President Thomas Jefferson and his Anti-Federalist/ Democratic
Republicans were long frustrated by the fact that President Adams’
last-minute appointee, John Marshall, sat as Chief Justice for over thirty years. The Court under Marshall’s leadership
interpreted the Constitution as authorization for a vigorous national
government. Was
that federal government too vigorous?
Remember that it took more than seventy years plus a bloody Civil War
and Constitutional Amendments to decide the slavery issue. And, even then, it took another century to
make racial equality a vigorous American policy. Also, the Constitution itself provides, in
Article V, means for its own amendment.
Formal amendment of the Constitution is difficult and time
consuming. Do we really want changes
in the form of our government and liberties to be the products of one brief popular
majority?
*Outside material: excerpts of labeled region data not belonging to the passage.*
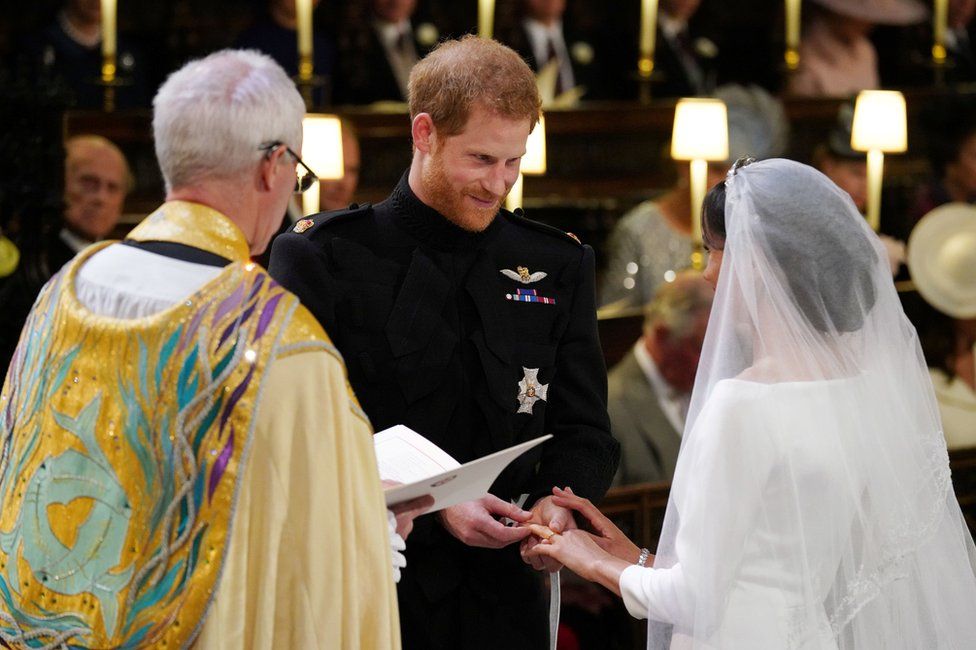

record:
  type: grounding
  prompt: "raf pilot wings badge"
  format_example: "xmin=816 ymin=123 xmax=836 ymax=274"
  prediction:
xmin=500 ymin=266 xmax=546 ymax=284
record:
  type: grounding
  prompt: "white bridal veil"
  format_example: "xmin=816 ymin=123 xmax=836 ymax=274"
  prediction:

Actually, unpopular Supreme
Court decisions have often been changed in time as new Justices have been
appointed to the Court.
John Marshall sat through about two months of lectures on the law at
William and Mary College. Topics were
arranged alphabetically, and Marshall attended until somewhere in the
“Ls”. He then apprenticed in a law
office. He was later elected to
Congress and served in the Department of State. Today, Justices are usually products of a
four year college program plus three in an elite law school. Prior to WWII
their predecessors were largely corporation lawyers, and often reflected that
background. Now, they come mostly from
educational backgrounds, bureaucracies, and experiences that are very similar
to those of leaders of the political action groups who press cases before
them. How effective are they likely to be at reigning in excesses of the new
information elite?
Should the role of Supreme Court Justice be one of deciding cases
according to the rules as they were at the time of the dispute? Or should it include looking for new rules
as a means of deciding old conflicts?
And, if the latter, why appoint them for life?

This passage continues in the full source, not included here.